The ERP waveform also reflects reorienting of attention back to the primary task after recognizing and evaluating a distracting stimulus [35, 36]. In adults, P3a is followed by reorienting negativity (RON) [37]. A counterpart of RON in children was suggested to be the late negativity (LN, also called as negative component, Nc) [2831]. The LN latency, peaking at around 400–700 ms after the onset of a novel stimulus, reflects reorienting time [21]. The LN has the maximal amplitude at fronto-central scalp areas [21]. Large LN reflects enhanced neural effort to reorienting [37] or more attention paid to the surprising event [30]. During maturation, the LN amplitude has been suggested to decrease [30, 34].

The aim of this study was to compare the involuntary attentional mechanisms in 2-year-old healthy children with RAOM history and their healthy age-matched controls by recording auditory ERPs. For that purpose, novel stimuli were embedded in the multi-feature paradigm with syllables to elicit eP3a, lP3a, and LN. It was hypothesized that children with RAOM would show atypically enhanced and/or short latency P3a reflecting enhanced distractibility for the intrusive novel sounds and to have larger amplitude and/or longer latency of LN indicating more neural effort to reorienting and/or longer re-orientation time of attention than their healthy peers.

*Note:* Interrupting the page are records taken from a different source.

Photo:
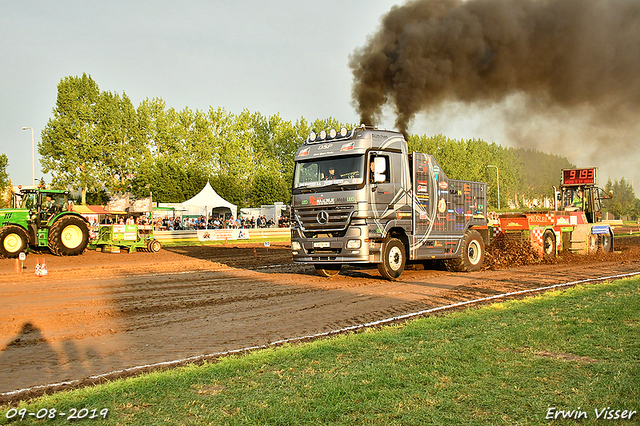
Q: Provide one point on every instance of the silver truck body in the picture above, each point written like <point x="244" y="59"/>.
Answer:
<point x="348" y="216"/>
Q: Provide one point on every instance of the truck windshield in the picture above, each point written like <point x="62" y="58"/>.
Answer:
<point x="329" y="171"/>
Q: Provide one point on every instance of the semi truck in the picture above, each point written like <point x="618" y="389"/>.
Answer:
<point x="360" y="197"/>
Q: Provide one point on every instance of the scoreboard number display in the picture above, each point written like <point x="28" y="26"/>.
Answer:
<point x="580" y="176"/>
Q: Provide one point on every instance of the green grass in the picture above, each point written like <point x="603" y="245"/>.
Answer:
<point x="504" y="364"/>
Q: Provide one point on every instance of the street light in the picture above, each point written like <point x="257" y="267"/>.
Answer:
<point x="33" y="157"/>
<point x="498" y="181"/>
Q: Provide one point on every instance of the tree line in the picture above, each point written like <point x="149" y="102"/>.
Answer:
<point x="99" y="143"/>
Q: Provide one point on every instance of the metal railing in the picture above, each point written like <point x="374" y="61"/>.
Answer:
<point x="193" y="234"/>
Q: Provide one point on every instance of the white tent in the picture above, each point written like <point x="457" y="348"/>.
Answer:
<point x="207" y="200"/>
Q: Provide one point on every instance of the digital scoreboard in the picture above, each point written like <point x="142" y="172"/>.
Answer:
<point x="575" y="177"/>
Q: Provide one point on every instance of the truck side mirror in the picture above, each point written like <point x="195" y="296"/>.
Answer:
<point x="380" y="170"/>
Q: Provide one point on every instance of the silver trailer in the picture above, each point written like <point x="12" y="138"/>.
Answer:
<point x="359" y="197"/>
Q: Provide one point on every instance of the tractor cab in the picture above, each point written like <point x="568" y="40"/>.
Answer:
<point x="578" y="192"/>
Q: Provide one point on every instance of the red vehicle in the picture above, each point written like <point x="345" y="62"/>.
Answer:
<point x="575" y="227"/>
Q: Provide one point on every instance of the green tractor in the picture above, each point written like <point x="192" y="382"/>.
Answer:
<point x="42" y="218"/>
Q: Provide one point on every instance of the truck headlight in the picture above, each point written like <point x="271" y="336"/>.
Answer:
<point x="354" y="244"/>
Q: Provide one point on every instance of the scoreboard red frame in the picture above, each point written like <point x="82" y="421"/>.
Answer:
<point x="577" y="177"/>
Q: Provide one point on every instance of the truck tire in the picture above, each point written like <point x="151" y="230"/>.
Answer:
<point x="472" y="256"/>
<point x="605" y="243"/>
<point x="68" y="236"/>
<point x="592" y="243"/>
<point x="549" y="245"/>
<point x="327" y="271"/>
<point x="13" y="240"/>
<point x="393" y="259"/>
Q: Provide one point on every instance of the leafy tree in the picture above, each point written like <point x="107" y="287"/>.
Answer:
<point x="268" y="187"/>
<point x="72" y="147"/>
<point x="5" y="182"/>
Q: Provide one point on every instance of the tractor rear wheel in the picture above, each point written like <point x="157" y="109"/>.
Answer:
<point x="68" y="236"/>
<point x="549" y="245"/>
<point x="154" y="246"/>
<point x="13" y="240"/>
<point x="394" y="259"/>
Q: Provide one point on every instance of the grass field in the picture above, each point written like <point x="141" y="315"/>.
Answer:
<point x="573" y="352"/>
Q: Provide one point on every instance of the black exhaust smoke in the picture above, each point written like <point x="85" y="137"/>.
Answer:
<point x="581" y="55"/>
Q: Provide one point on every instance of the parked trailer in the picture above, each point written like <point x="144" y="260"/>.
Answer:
<point x="112" y="238"/>
<point x="42" y="218"/>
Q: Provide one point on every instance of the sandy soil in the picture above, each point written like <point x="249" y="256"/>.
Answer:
<point x="101" y="313"/>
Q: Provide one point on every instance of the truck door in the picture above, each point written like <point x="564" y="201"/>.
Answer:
<point x="382" y="183"/>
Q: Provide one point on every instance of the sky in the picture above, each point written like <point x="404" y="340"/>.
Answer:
<point x="283" y="57"/>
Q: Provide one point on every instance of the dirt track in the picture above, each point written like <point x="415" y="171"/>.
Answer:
<point x="98" y="313"/>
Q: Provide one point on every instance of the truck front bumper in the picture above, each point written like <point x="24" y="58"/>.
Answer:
<point x="354" y="247"/>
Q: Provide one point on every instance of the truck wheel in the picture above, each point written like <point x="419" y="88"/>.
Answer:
<point x="327" y="270"/>
<point x="472" y="256"/>
<point x="605" y="243"/>
<point x="13" y="240"/>
<point x="68" y="236"/>
<point x="549" y="245"/>
<point x="393" y="259"/>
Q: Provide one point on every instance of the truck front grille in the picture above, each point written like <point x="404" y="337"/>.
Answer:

Studies of P3a and novelty-related LN in toddlers are scarce and to our knowledge, this is the first study measuring these responses in children with RAOM.

Methods

Participants

Twenty-four children with a middle ear infection history were recruited to the RAOM group (at least three AOM per 6 months or four AOM per 1 year) from the Ear, Nose and Throat clinic of Oulu University hospital. During 1 year in 2009–2010, all children aged 22–26 months fulfilling the criteria of this study with a tympanostomy tube insertion participated (for a more detailed AOM history see [7]). The EEG recording was done on average 33 days (range 20–56 d) after the tympanostomy tube insertion. Twenty-two age matched control children with 0–2 AOM were recruited with public advertisements. All families participated voluntarily to the study and an informed written consent was obtained from the parents of children. Families were paid 15€ for travelling costs. The study was in accordance of Declaration of Helsinki and approved by the Ethics Committee of Northern Osthrobotnia Hospital District (reference number 6/2009).

Participants were from monolingual Finnish-speaking families. They were born full-term with normal birth weight, and developing typically in their sensory, cognitive, and motor skills according to parental questionnaires and the examinations at the family and health care clinics during the first 2 years of life. No family history of speech, language, or other developmental impairments or severe neuropsychiatric diseases was allowed. The standardized Finnish version of Reynell Developmental Language Scales III, the Comprehension scale [38, 39] was applied to exclude developmental language disorders. At the time of the EEG recording, transient evoked otoacoustic emissions (TEOAEs; nonlinear click sequence 1.5–4.5 kHz, 73 dB SPL, pass/refer result; MADSEN AccuScreen® pro, GN Otometrics, Taastrup, Denmark) were checked. Four children with RAOM and six control children did not co-operate in the TEOAE measurement, but all the children had passed a TEOAE screening at a postnatal period in Oulu University Hospital. Right before the EEG recording, all children were assessed with pneumatic otoscopy and if needed by tympanometry and/or otomicroscopy by an otolaryngologist to ensure that they had clinically healthy ears at the time of the measurement.

In the RAOM group, one child was excluded because of a family history of dyslexia and one because the results of the Reynell III did not meet the criteria for normal speech comprehension, and an additional examination of speech-language pathologist showed signs of severe language disorder. Two children with RAOM had atypically enhanced P3a responses (24.07 and 23.20 µV), and the statistical analysis indicated them to be outliers, i.e., their responses being at abnormal distance from the other ones (2.51–17.63 µV). Because we hypothesized that the children with RAOM would have enhanced P3a responses, we decided to exclude these two children from the further analysis to avoid the bias of these extreme values on the results of the RAOM group. Furthermore, two children did not arrive to the measurement at the appointed time. In the control group, two children had to be excluded from the analysis because of a large amount of alpha activity in their EEG leading to low signal-to-noise ratio. One control children was excluded because of acute OM diagnosed at the time of measurement. The total number of children in this study was 18 in the RAOM group and 19 in the control group after these exclusions. There were no significant differences between the final groups in gender (RAOM: 10 boys; controls 11 boys), age (RAOM: mean 24 months, min–max 22–26; controls: mean 24 months, min–max 22–26), or mother’s education (RAOM: 4 low, 13 middle or high; controls 2 low, 17 middle or high). The educational information of one mother in the RAOM group was not available.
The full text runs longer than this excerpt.